Но был также Свердлов, лицо, более других приближенное к Ленину в те «десять дней, которые потрясли мир», и, кажется, во все другие дни, до самой смерти Свердлова. Был Каменев — образованный, хорошо пишущий, так легко располагающий к себе людей. Был пышноволосый вития, лихой демагог и, до поры, покоритель партийных толп Зиновьев; были и другие, в большинстве своем уверенные профессионалы, быстро, в отличие от Сталина, приживавшиеся в эмиграции, — многие из них знали хотя бы один из европейских языков, в тюрьме и ссылке не переставали учиться, что, впрочем, делал на свой лад и Сталин. Как показало время, Сталин превосходил их в коварстве и вероломстве, в хитрости и тактическом расчете, в подлинном знании людской толпы — с редкостным мастерством демагога он играл на ее низменных инстинктах, — но, чувствуя и осознавая это превосходство и побеждая, он продолжал завидовать и ненавидеть.
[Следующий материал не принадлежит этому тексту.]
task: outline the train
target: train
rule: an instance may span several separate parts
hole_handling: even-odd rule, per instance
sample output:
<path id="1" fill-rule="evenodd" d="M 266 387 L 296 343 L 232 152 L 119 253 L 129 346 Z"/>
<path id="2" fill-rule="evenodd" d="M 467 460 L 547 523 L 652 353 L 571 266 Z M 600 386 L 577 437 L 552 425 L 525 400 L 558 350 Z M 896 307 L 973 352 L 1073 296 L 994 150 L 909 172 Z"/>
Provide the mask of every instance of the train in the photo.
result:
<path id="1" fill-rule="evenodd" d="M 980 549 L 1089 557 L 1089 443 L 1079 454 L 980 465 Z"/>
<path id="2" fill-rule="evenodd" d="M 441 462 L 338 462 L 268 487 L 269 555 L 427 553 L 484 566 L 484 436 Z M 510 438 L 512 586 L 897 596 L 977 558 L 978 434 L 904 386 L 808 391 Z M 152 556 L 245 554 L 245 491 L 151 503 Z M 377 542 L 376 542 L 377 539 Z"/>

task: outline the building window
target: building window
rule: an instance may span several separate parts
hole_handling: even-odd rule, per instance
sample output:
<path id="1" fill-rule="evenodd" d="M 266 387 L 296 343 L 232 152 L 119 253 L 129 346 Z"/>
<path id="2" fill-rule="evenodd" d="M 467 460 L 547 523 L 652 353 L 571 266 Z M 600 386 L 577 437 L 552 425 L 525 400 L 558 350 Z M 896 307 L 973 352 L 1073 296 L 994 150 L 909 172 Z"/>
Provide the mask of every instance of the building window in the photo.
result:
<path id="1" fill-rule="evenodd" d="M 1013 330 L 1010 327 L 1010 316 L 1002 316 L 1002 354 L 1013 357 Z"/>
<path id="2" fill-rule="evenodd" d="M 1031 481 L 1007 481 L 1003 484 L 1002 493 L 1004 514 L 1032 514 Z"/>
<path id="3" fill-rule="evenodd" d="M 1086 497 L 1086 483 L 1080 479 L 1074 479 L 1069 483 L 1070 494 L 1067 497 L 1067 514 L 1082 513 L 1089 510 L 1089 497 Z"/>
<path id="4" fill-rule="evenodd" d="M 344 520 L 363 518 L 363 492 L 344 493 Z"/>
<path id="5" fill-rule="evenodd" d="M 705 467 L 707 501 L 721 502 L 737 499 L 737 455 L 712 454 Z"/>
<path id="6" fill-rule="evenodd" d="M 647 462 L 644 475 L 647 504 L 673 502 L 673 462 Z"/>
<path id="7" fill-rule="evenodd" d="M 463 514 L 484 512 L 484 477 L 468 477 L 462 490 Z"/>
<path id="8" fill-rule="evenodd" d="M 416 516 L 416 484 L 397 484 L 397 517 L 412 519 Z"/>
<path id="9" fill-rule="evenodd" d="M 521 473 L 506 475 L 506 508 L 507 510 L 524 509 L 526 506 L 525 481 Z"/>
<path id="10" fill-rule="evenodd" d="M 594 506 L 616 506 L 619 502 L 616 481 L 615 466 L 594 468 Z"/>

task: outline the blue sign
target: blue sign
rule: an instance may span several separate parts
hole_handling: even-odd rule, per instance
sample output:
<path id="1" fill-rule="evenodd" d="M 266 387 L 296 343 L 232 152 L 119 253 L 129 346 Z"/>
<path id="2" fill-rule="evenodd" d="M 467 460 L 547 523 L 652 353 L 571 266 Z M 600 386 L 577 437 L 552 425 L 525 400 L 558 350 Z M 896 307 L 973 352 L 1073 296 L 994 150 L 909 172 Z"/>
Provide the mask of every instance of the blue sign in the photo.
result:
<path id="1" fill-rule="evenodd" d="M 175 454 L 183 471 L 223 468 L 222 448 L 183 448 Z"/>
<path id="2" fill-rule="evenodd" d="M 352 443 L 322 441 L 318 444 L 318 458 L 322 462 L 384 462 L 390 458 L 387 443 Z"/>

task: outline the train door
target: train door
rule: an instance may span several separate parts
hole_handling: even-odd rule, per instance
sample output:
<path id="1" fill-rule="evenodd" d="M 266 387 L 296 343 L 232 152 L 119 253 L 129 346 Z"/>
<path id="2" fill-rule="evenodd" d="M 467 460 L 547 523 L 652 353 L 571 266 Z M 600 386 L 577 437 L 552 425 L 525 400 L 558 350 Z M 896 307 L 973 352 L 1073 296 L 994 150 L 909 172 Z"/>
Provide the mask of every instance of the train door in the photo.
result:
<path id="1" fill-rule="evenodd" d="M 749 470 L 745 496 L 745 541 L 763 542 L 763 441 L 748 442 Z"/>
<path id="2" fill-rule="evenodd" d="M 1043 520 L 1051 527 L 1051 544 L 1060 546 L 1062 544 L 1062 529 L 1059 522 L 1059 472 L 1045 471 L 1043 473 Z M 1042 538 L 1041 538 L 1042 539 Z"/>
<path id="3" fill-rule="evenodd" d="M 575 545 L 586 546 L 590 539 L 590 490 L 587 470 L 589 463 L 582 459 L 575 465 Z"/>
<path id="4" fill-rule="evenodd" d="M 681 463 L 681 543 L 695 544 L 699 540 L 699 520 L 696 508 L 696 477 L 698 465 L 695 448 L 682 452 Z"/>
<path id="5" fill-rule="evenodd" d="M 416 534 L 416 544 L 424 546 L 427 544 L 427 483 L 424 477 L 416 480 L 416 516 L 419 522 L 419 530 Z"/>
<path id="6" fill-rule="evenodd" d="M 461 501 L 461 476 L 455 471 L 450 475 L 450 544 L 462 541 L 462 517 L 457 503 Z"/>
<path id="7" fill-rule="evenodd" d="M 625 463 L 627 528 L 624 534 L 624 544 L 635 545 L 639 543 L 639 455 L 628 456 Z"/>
Возведя в священный культ борьбу против меньшевиков, а с тем и против всех разновидностей социал-демократии, Сталин видел, как много среди лидеров русского меньшевизма евреев, как они неистощимы в критике и осмеянии его уже в послереволюционные годы, когда он наконец превратился в достойную их внимания мишень. Если Ленин боролся с программой и организационными усилиями Бунда, с его стремлением к «автономии» внутри революционного движения в России, то Сталин поставил бывших бундовцев вне закона, начав репрессии и уголовные преследования.
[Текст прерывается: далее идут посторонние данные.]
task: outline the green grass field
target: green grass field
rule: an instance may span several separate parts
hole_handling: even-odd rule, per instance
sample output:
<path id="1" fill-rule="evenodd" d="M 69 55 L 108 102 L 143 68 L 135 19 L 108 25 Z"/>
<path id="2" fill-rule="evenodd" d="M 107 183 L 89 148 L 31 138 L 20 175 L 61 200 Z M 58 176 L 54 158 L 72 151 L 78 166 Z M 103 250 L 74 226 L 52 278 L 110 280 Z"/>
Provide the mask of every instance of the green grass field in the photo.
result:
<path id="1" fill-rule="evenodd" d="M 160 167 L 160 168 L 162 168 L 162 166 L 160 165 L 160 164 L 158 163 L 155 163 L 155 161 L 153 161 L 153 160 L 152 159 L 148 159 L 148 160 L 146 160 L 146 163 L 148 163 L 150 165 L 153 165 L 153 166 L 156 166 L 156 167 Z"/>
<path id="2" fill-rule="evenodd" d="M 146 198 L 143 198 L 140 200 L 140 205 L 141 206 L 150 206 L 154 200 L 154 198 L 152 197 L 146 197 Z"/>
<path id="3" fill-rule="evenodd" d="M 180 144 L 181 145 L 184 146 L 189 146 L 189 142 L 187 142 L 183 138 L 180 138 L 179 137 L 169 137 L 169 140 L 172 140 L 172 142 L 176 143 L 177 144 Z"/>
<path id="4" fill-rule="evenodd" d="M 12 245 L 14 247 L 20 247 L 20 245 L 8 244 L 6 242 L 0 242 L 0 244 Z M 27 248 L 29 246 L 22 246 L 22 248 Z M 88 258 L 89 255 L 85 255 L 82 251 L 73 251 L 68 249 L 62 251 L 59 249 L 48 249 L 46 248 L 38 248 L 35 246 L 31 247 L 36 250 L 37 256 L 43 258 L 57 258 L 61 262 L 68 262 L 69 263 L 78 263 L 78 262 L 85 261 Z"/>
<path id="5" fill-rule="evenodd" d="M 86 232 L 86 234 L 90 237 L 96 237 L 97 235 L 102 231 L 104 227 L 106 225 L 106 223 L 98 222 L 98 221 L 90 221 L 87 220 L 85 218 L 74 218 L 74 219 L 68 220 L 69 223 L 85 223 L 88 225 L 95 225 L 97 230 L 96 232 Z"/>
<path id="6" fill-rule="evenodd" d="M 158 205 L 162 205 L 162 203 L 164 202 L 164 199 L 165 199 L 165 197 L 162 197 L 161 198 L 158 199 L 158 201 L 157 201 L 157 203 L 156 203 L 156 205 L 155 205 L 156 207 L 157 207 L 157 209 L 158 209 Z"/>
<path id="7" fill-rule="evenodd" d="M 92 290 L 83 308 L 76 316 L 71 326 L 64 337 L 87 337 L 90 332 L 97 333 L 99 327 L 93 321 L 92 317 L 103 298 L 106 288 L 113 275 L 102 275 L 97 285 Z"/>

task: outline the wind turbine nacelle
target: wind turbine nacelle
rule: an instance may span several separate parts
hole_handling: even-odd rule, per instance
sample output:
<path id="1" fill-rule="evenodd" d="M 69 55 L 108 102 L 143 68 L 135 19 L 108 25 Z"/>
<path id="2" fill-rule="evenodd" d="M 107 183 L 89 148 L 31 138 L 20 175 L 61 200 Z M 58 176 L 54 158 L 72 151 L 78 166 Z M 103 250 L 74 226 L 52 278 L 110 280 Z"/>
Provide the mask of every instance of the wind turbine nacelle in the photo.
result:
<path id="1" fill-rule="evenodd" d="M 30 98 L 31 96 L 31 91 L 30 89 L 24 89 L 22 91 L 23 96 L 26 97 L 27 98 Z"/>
Ненавидел он и этнические особенности евреев, порожденные, быть может, тысячелетними скитаниями и преследованиями: скептический склад ума, склонность к иронии и самоиронии, распространенное стремление к книге, к знанию из-за преград, которые в былые времена возникали перед евреями в сфере образования. Молчаливое, а случалось, и крикливое, настойчивое несогласие с постулатами, покорно принятыми большинством; молчаливая, подавленная, но все же мелькнувшая в глазах насмешка, тайная издевка над тем, что он, Сталин, изгнав Троцкого, принялся выполнять пагубную для деревни гибельную программу Троцкого; его неуверенность в вопросах культуры и искусства, скрытая за решительностью и безапелляционностью, а то и грубостью суждений, — всю гамму неприятия он прочитывал и в молчащем еврее, и в поддакивающем, а если не прочитывал, то придумывал. Ненавидел их плоть, врожденные их способности, равно как и неспособности, слабости, все проявления их физического существования, даже их имена, в которых, если собрать в пригоршню десяток их, уже, кажется, зреет крамола, покушение, заговор против всех других имен человечества. Раздражало его и то — в чем более всего были повинны он сам и установившийся казенный режим, — с какой легкостью иные из них меняли свои имена, словно пародируя то, как поменяли фамилии он сам и многие из его соратников.
Болезнь его была неизлечима, и наступили времена, когда он перестал ее скрывать, оставив в Политбюро, приснопамятного «интернационализма» ради, одного Кагановича — самого ограниченного и жестокого из всех евреев, когда-либо возникавших в окружении Сталина. Немного поодаль или много ниже маячил верный раб и прислужник Мехлис. Рядом с этими двумя голову не потревожит огорчительная мысль о каких-то завидных качествах еврейской натуры или ума. А прирожденные приказчики обнаружатся в любом народе.